O envolvimento da Elsinore Valley Municipal Water District, uma agência de água do sul da Califórnia, adicionou um elemento de perplexidade à disputa. Sem infraestrutura para transportar água da região norte para o sul, a intenção da agência de adquirir as barragens é tratada por legisladores locais como uma manobra política. A conexão entre a entidade e aliados de Rollins reforça a tese de que a resistência ao descomissionamento possui motivações que transcendem a gestão hídrica, focando no apelo eleitoral junto a produtores rurais insatisfeitos.

O mecanismo utilizado pela Secretaria de Agricultura para justificar a oposição envolve a alegação de que a remoção das barragens prejudicaria investimentos federais e a viabilidade de fazendas familiares. No entanto, ex-funcionários da pasta apontam que o projeto não possui conexão direta com as missões da agência, como o Serviço Florestal ou o Serviço de Conservação de Recursos Naturais. A estratégia de usar a estrutura federal para pressionar agências reguladoras independentes como a FERC representa uma ruptura na forma tradicional como esses conflitos são mediados.

Tensões entre stakeholders e o futuro do Rio Eel

A posição da tribo Round Valley é um dos pontos mais críticos do impasse. Detentores de direitos hídricos sêniores, os membros da tribo alertam que, caso o acordo de remoção seja definitivamente bloqueado, a via judicial será inevitável. Uma disputa legal prolongada sobre os direitos de uso da água do Rio Eel poderia resultar em restrições ainda mais severas para os agricultores, anulando qualquer benefício que a manutenção temporária das barragens pudesse oferecer.

Para muitos produtores locais, a realidade mudou. Janet Pauli, uma das maiores proprietárias de terras na região, argumenta que a insistência em manter o projeto é um erro estratégico. Ela defende que a comunidade deveria focar em projetos de armazenamento de água mais modernos e resilientes, em vez de investir centenas de milhões de dólares na recuperação de uma estrutura que, por natureza, está condenada ao assoreamento e à obsolescência.
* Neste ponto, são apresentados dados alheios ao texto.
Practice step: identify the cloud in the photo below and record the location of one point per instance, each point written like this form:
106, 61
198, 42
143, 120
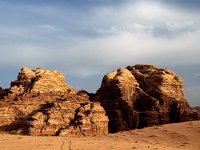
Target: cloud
197, 74
46, 27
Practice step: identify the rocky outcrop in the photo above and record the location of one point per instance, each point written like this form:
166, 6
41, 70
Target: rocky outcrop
39, 102
40, 81
197, 108
143, 95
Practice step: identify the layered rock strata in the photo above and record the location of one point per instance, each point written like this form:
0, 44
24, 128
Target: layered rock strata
143, 95
39, 102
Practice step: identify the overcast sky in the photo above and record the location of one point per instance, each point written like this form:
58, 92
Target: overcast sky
84, 39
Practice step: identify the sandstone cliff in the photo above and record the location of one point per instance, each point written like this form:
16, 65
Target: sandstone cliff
39, 102
143, 95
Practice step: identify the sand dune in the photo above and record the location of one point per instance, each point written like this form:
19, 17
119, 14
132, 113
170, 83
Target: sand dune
183, 136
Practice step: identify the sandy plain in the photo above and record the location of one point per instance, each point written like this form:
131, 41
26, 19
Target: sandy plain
179, 136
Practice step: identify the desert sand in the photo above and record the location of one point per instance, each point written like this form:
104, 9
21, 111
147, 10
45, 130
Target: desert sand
183, 136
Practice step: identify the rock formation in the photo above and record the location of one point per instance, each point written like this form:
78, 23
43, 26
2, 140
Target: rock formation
143, 95
40, 81
197, 108
39, 102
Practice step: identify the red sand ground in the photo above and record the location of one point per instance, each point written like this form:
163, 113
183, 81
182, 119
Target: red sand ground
181, 136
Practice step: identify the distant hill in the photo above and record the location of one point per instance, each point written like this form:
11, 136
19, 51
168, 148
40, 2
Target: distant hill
197, 108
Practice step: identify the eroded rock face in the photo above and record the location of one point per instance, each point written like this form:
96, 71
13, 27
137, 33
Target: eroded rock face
40, 81
143, 95
39, 102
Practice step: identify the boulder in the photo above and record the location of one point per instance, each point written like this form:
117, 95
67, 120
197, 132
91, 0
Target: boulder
143, 95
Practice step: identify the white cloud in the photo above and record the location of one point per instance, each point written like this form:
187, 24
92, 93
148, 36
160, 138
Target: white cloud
197, 74
47, 27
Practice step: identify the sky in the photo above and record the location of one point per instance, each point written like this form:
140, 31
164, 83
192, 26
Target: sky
85, 39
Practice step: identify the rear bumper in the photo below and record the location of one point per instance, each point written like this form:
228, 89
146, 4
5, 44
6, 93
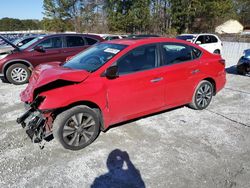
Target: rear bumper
221, 81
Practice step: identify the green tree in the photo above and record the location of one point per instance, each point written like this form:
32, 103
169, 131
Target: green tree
128, 16
243, 11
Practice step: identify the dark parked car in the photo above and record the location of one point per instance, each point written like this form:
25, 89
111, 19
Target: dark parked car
243, 66
15, 65
142, 36
116, 81
5, 47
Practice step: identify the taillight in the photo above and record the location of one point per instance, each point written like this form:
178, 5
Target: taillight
222, 61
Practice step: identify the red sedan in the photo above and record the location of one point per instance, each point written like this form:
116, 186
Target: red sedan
117, 81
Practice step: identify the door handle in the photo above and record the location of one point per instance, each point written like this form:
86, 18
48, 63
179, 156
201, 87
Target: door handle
195, 71
156, 80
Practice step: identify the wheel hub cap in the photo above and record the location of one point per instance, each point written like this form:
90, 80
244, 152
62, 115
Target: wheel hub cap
19, 74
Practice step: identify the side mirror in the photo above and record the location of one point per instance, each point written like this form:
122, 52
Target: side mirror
19, 44
112, 72
39, 49
69, 58
198, 42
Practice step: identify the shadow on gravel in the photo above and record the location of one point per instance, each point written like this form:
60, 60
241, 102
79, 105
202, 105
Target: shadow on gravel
232, 70
122, 173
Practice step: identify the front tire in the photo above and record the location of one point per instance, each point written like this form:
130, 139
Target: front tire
202, 95
18, 74
76, 128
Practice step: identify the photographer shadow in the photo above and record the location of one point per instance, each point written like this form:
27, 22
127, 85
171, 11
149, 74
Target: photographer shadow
122, 173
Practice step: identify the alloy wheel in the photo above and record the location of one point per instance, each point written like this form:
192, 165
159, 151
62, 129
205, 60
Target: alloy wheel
78, 129
19, 74
204, 95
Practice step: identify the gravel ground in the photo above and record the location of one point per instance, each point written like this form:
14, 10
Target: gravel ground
176, 148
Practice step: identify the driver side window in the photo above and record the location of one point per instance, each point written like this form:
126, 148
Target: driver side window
138, 59
51, 43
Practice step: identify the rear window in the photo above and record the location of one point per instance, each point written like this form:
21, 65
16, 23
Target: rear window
55, 42
74, 41
90, 41
196, 53
185, 37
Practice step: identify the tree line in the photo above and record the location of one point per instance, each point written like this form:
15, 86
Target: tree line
134, 16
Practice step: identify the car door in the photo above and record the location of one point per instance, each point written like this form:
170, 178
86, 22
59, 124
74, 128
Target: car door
181, 65
139, 89
52, 49
73, 45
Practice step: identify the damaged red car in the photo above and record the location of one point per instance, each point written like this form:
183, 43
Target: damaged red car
117, 81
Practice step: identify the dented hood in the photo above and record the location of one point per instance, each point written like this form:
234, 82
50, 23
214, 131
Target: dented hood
46, 74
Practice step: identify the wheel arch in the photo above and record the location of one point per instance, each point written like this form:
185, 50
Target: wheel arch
15, 61
217, 50
89, 104
212, 81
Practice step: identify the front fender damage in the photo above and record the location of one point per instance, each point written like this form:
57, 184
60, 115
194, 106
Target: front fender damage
38, 124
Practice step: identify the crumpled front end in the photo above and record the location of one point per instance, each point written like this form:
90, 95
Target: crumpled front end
48, 77
38, 124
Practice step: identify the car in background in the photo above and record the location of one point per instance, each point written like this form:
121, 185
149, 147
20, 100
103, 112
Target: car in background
243, 66
112, 37
18, 42
142, 36
209, 42
117, 81
16, 65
Incertezas e o impacto no ecossistema de negociação

O destino do Projeto Potter Valley permanece incerto enquanto a FERC avalia a solicitação de entrega da licença pela PG&E. A agência reguladora já sinalizou que a manutenção das barragens é tecnicamente inviável, mas a pressão política exercida por Rollins cria um ruído que dificulta o desfecho do processo. O que está em jogo não é apenas o futuro de uma pequena comunidade na Califórnia, mas a própria estabilidade de acordos ambientais bipartidários em todo o país.

Observar os desdobramentos deste caso revelará se a politização de infraestruturas locais se tornará uma tendência permanente ou se a necessidade técnica prevalecerá sobre o discurso ideológico. A questão fundamental permanece: até que ponto a intervenção federal pode sustentar a sobrevivência de ativos que o mercado e a própria geologia já decretaram como insustentáveis? O desfecho desta disputa definirá o precedente para futuras remoções de barragens em território americano.